And there were several dropped balls that Gruden mentioned, but Carr refused to blame anyone.
“I’ve missed a lot of passes in my life, and I try to react the same way I’d want them to react to me,” said Carr, who surpassed 25,000 career yards passing on the Raiders’ first touchdown drive in the first quarter. “If it’s (to) challenge them, challenge them. If it’s (to) pick them up, pick them up. You try to read their demeanor. That’s why you have relationships with the guys, and you understand what makes them click.”
Fact is, they’ve been clicking most of the season. Carr is starting to find the form from his best season in 2016, and he’s doing it for the first time under Gruden.
Carr, who passed for a career-high 4,054 yards in 2019, has thrown for 2,431 yards this year and is on pace to have a shot at his third 4,000-yard season in four years with a slight uptick in production over the final six games. But he is also leading a much more diverse offense and taking charge of a young group of players feeding off his emotion.

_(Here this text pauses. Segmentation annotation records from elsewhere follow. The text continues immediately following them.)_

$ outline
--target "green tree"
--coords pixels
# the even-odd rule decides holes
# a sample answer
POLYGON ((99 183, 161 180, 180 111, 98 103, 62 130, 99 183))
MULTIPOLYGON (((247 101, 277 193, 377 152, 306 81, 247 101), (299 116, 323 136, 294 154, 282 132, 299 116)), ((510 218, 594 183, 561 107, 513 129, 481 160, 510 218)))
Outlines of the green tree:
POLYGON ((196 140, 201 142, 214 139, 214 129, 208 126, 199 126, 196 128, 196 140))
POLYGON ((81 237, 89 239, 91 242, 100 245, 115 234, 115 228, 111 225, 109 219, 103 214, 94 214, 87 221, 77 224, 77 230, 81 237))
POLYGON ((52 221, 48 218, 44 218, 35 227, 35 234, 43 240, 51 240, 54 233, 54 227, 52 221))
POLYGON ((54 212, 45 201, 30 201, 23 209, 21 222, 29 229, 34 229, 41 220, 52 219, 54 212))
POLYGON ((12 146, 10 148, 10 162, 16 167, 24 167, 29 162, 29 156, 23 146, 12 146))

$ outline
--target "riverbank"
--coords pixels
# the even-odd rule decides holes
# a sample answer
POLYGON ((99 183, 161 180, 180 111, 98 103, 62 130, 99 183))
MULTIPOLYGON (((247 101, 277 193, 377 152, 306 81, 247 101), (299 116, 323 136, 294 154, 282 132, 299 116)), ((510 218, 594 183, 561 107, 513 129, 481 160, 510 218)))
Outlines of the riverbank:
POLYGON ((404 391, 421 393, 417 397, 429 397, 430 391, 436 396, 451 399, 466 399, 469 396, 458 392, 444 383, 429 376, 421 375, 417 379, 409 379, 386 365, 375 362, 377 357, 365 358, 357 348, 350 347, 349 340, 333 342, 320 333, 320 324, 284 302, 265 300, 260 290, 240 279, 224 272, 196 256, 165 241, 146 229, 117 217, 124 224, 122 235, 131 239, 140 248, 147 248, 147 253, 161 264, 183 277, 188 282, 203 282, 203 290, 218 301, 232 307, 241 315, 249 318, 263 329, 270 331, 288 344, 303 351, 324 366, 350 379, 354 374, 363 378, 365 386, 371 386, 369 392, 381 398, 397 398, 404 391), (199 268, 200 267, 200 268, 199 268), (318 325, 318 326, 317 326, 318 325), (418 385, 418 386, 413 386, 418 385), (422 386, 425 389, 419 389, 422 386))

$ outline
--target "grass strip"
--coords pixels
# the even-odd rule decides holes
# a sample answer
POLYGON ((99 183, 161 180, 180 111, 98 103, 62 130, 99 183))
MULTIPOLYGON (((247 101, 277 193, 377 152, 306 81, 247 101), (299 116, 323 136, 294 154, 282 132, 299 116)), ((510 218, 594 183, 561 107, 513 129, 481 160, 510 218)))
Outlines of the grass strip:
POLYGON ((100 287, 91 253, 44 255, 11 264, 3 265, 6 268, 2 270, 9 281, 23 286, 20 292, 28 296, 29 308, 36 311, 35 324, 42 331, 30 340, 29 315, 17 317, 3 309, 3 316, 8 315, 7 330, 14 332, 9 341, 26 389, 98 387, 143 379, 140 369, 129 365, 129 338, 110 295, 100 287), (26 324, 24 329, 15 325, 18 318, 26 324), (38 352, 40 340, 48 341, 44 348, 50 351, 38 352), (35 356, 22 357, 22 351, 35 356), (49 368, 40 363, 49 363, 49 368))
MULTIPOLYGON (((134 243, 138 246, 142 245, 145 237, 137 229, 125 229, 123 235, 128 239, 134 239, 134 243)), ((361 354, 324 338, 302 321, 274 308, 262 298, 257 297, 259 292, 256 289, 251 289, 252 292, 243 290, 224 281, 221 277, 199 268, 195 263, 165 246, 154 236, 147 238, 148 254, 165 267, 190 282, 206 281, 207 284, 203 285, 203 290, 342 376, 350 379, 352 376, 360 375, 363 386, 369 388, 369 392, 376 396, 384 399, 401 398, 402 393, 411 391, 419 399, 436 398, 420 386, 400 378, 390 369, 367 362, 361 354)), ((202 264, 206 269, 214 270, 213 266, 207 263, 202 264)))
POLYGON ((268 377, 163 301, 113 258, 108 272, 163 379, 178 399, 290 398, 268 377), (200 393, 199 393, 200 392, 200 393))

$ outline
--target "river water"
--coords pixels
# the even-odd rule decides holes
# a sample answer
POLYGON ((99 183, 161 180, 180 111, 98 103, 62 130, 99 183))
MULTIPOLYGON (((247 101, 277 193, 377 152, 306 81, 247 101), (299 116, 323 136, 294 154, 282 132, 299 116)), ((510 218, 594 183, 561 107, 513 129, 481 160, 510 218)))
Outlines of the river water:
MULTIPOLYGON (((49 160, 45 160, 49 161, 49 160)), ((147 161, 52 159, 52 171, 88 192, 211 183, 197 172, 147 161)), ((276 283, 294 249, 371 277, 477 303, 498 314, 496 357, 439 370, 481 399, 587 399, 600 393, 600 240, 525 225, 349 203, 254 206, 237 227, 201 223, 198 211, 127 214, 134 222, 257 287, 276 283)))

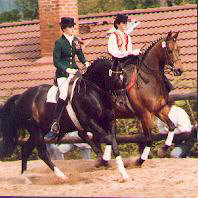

“His confidence is on another level, and I love that he’s taking chances and taking risks and standing in there and making tough throws,” tight end Darren Waller said.
Now more mature — the “old guy in the group,” as he put it after the loss — Carr knows his place when the team is either pushing the tempo in a shootout, like Sunday against the Chiefs, or in a ground-and-pound struggle like the Raiders endured during a 16-6 win in Cleveland on Nov. 1.
“This is the best offense I’ve ever been a part of,” Carr said. “I say it every week, but we can win in different ways. We can smash them with the run game, or we can do a shootout. We’re proving that over time. … Today it wasn’t enough.”